Wolfgang Deicke, Co-Leiter der Task Force Digitale Lehre, blickt auf zwei „sehr bereichernde und gleichzeitig harte Semester“ zurück. Im Interview erklärt er, warum die zwei Semester digitale Lehre technisch gut funktioniert haben, und was Studierende noch brauchen, um sich besser in der Lehre zu strukturieren und motivieren.

Herr Deicke, wir haben mit 198 Nominierungen für 106 Veranstaltungen beziehungsweise Lehrende (Stand 1. März) einen Rekord bei den Vorschlägen für den Preis für gute Lehre 2020. Wie erklären Sie sich die große Teilnahme?

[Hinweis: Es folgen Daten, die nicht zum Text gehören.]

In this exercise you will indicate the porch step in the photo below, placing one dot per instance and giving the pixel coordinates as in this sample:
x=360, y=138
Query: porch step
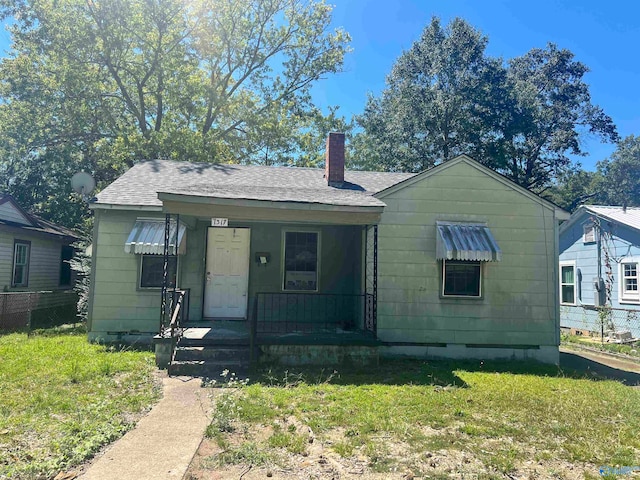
x=214, y=342
x=213, y=353
x=209, y=361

Wolfgang Deicke: Diese ungewöhnliche Situation hat mit Corona zu tun. In keinem Semester in den vergangenen zehn Jahren, seit ich an der HU bin, war die Aufmerksamkeit für die Lehre so groß wie jetzt. Zudem ist der Preis mit dem Thema „Digitale Lehre“, anders als in den vorherigen Jahren, breit aufgesetzt. Da alle Lehrenden ihre Lehre in den vergangenen Semestern digital angeboten haben, können auch alle nominiert werden. Was wir aus den Begründungen schon herauslesen können: Meistens geht es um Wertschätzung und ein Dankeschön an die Lehrenden, die Studierende gut unterstützt haben.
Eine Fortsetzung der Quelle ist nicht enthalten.